To avoid performance degradation, the resulting number of capacity devices for each cache device (N) should be considered as an upper bound. In some cases, explained below, this number should at least be halved, in order to give any performance benefit.

Journal sizing

Regardless of a cache device size, its journal size can be different, depending on the available space and number of chunk services that share the cache device. There are scenarios when using a journal smaller than the available capacity leads to performance improvements.

On one hand, if the size of all journals is less than the amount of available RAM, then the journal is only used to write temporary data and guarantee consistency. Its small size allows the system to keep the journal in RAM, avoiding all reads from the journal and resulting in fewer I/O operations. Ultimately, this reduces the load on the device and in some cases may improve the overall performance (for example, when the performance of a cache and capacity devices is the same or similar).

On the other hand, if the size of all journals is more than the amount of available RAM, then the journal also serves as a read and write cache. This boosts the performance of both read and write requests, but in order to achieve such benefits, the cache device must be at least twice as fast as all of the underlying capacity devices combined, and the number of capacity devices per each cache device must at least be halved compared to the N value in the formula above. If this is not the case, it is preferable to have a smaller journal. As speed is also largely dependent on the workload, this might not be obvious.

Cache sizing

To decide on a cache device size, consider the endurance factor of a particular device and its journal size.

If you use cache for user data, then the cache device should be able to withstand sustained high throughput for as long as needed without filling up. The cache must offload its contents to the underlying device periodically, and this process depends on the speed of the underlying device. If the cache device becomes full, the system performance will degrade to the speed of the underlying devices, thus negating the caching benefits. Therefore, if the expected workload comes in bursts of a certain duration (for example, during office hours), the cache should be able to store at least the amount of data written during that period of time.

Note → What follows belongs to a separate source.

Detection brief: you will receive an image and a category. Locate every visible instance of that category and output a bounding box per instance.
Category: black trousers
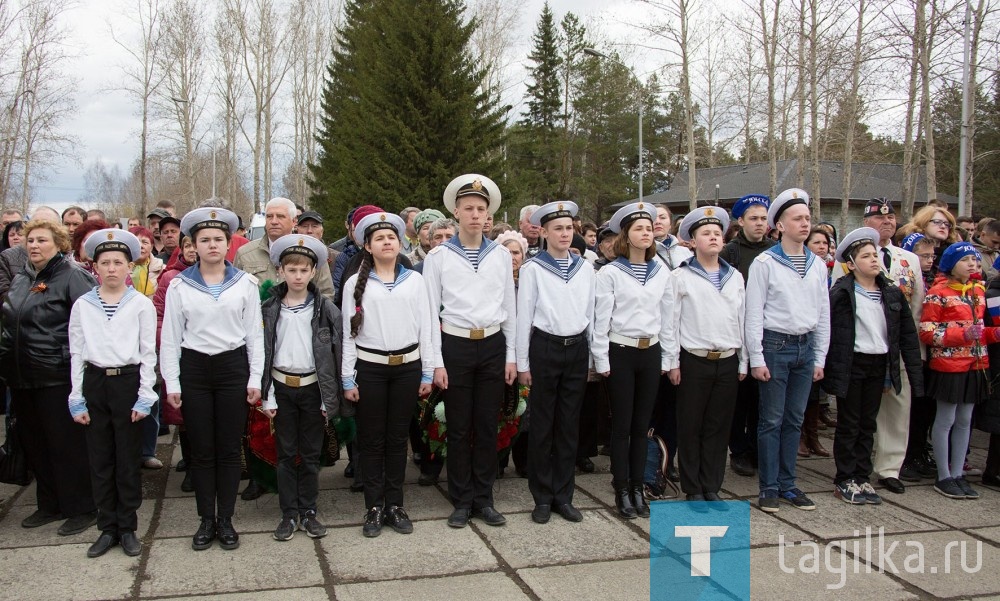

Note that 0.1% of the size of the capacity devices combined is reserved for checksums on the cache device. For example, with the recommended number of up to 12 capacity devices per cache device and HDDs of 20 TB each, the reserved space may be calculated as 0.1% * 20 TB * 12 = 240 GB. A small margin of about 5% of the device size is always kept free. All other space of the cache device is reserved for journals (read/write cache).

Risks and possible failures

Though cache devices may significantly improve the cluster performance, you need to consider their possible failures. Flash devices generally have a shorter lifespan and their use in this context exposes them to greater wear, when compared to capacity devices.

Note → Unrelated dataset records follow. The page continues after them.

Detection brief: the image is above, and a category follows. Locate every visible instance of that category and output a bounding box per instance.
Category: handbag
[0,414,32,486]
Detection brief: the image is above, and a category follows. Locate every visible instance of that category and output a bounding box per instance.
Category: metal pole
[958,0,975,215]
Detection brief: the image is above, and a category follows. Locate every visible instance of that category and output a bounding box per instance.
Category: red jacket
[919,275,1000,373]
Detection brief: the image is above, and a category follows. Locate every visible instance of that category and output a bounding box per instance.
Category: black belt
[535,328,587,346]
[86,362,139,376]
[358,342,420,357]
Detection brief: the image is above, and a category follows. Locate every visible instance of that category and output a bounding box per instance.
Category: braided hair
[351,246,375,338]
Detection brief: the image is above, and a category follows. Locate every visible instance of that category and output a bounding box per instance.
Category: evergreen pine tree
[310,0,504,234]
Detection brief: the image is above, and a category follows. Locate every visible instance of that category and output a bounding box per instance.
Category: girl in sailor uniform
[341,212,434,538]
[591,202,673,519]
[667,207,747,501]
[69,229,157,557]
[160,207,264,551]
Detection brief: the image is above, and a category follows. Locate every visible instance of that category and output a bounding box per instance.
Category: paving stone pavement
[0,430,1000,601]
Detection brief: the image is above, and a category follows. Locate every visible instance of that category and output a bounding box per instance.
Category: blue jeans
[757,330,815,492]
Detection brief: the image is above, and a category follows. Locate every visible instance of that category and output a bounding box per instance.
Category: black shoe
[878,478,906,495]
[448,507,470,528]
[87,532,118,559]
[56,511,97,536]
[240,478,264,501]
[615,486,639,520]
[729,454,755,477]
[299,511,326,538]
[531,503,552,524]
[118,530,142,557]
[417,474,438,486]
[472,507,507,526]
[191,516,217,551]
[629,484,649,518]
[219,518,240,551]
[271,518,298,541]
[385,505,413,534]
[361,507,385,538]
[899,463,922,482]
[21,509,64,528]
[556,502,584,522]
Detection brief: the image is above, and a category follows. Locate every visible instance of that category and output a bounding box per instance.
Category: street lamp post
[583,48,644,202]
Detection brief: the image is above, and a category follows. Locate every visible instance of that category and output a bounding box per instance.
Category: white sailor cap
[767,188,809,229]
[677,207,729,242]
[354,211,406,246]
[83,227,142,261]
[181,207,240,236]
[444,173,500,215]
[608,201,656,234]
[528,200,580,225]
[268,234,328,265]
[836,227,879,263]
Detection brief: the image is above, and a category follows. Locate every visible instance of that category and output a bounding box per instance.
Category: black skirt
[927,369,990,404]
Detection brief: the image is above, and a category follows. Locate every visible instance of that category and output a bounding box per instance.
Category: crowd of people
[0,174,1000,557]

Also, keep in mind that as one cache device can be used to store multiple journals, all capacity devices associated with a cache device will become unavailable if this cache device fails.

Consider the following possible issues when using cache devices:

Data loss. A cache device failure may lead to data loss if the data has no replicas or RAID mirroring is not configured.
Performance degradation. If a cache device fails, the system will use other devices for storing data, which may result in a performance bottleneck or trigger the data rebalancing process to restore the data redundancy. This, in turn, will lead to increased disk and network usage and reduce the cluster performance.
Low availability. With a failed cache device, data redundancy may be degraded, which may result in a read-only or unreadable cluster in severe cases.
Less capacity. If a cache device fails, several capacity devices may become unavailable, leading to a lack of disk space available for writing new data.

To prevent these issues, use optimal redundancy policies and multiple cache devices in your system. Additionally, you can consider the possibility of using local replication (for example, RAID1) on top of distributed replication, especially in systems with low replication factors (1 replica or 1+0 encoding).